Match DuckDB types to MXCP types:

# MXCP tool definition
parameters:
  - name: amount
    type: number        # → DuckDB DOUBLE
  - name: quantity
    type: integer       # → DuckDB INTEGER
  - name: description
    type: string        # → DuckDB VARCHAR
  - name: created_at
    type: string
    format: date-time   # → DuckDB TIMESTAMP
  - name: is_active
    type: boolean       # → DuckDB BOOLEAN

5. Database File Management

Backup:

# DuckDB is a single file - just copy it (default: data/db-default.duckdb)
cp data/db-default.duckdb data/db-default.duckdb.backup

Export to SQL:

EXPORT DATABASE 'backup_directory'

Import from SQL:

IMPORT DATABASE 'backup_directory'

Common Patterns in MXCP

Pattern 1: CSV → Table → Query

# 1. Load CSV via dbt seed
dbt seed --select customers

# 2. Query from MXCP tool
SELECT * FROM customers WHERE country = $country

Pattern 2: External Data Caching

-- dbt model: cache_external_data.sql
{{ config(materialized='table') }}

SELECT * FROM read_csv_auto('https://example.com/data.csv')

Pattern 3: Multi-File Aggregation

-- Query multiple CSVs
SELECT * FROM 'data/*.csv'

-- Union multiple Parquet files
SELECT * FROM 'archive/2025-*.parquet'

Pattern 4: Real-time + Historical

-- Combine recent API data with historical cache
SELECT * FROM read_json_auto('https://api.com/recent')
UNION ALL
SELECT * FROM historical_data WHERE date < CURRENT_DATE - INTERVAL '7 days'

Troubleshooting

Issue: "Table does not exist" Solution: Ensure dbt models/seeds have been run, check table name spelling

Issue: "Type mismatch" Solution: Add explicit CAST() or update schema.yml with correct data types

Issue: "Out of memory" Solution: Reduce query scope, add WHERE filters, materialize intermediate results

Issue: "CSV parsing error" Solution: Use read_csv_auto with explicit options (delim, quote, etc.)

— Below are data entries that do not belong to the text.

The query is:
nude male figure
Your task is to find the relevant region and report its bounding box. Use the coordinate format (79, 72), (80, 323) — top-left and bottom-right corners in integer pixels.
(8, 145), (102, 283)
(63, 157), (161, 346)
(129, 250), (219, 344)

Issue: "Slow queries" Solution: Add indexes, materialize via dbt, use Parquet instead of CSV

Summary for MXCP Builders

When building MXCP servers with DuckDB:

  1. Use parameterized queries ($param) to prevent injection
  2. Load CSVs via dbt seeds for version control and validation
  3. Materialize complex queries as dbt models
  4. Index frequently filtered columns for performance
  5. Use Parquet for large datasets (>100MB)
  6. Match MXCP types to DuckDB types in tool definitions
  7. Leverage DuckDB extensions (EXCLUDE, REPLACE, window functions)

DuckDB is the powerhouse behind MXCP's data capabilities - understanding it enables building robust, high-performance MCP servers.